On the back of the funeral card we had included the recipe for her famed 'Boiled Fruit Cake".
Many have tried and many have failed to reproduce the moist rich flavour which she was able to produce every time. We always suspected that as her parting joke she had surely left out a secret ingredient from the recipe. So, as my tribute to my mother I have, this evening, attempted for the first time, to follow in her boiled fruit cake footsteps. To compensate for the missing secret ingredient I have added, perhaps recklessly, my own additions - which I will share with you not knowing if they will enhance or destroy the masterpiece.
I have dropped in a few pieces of quality dark chocolate; tossed in a handful of blanched almonds and added a half a cupful of almond meal with the flour. Oh, and a dash of rum early in the process - with a whiskey chaser on the side for the cook (irish whiskey of course). The test, as they say, will be in the tasting. The other device she used to fool us was her handwriting which i will leave you to decipher. (I can post a typed recipe if you're interested)

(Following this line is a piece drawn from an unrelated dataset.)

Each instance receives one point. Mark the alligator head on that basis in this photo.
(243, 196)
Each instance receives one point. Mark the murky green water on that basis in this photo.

To my mother (written 10 years ago - my mother was a big talker, hence the last line.)
In the photo album with triangular paper corners
You and Clare and Eileen Connolly
Dressed in your hand-stitched pinafores of crepe,
Sepia toned in the rusty colours of the thirties
Off to another dance at the Hyde Park Y
Your faces alive with the fresh expectations of youth.
Sixty years on, in your parting hours
You lay, almost daintily under the bedcovers
Your young girl's frame returned
Your eyes still sparkling with the innocence of an angel
And smilingly, peacefully, you accepted life moment by moment
Generously offering tidbits of memory and sustenance to those around you
Filling the silences with your gentle touch
Reminding us of who we are and where we've come from.
There will be silences when you're gone
More than enough for us to remember you by.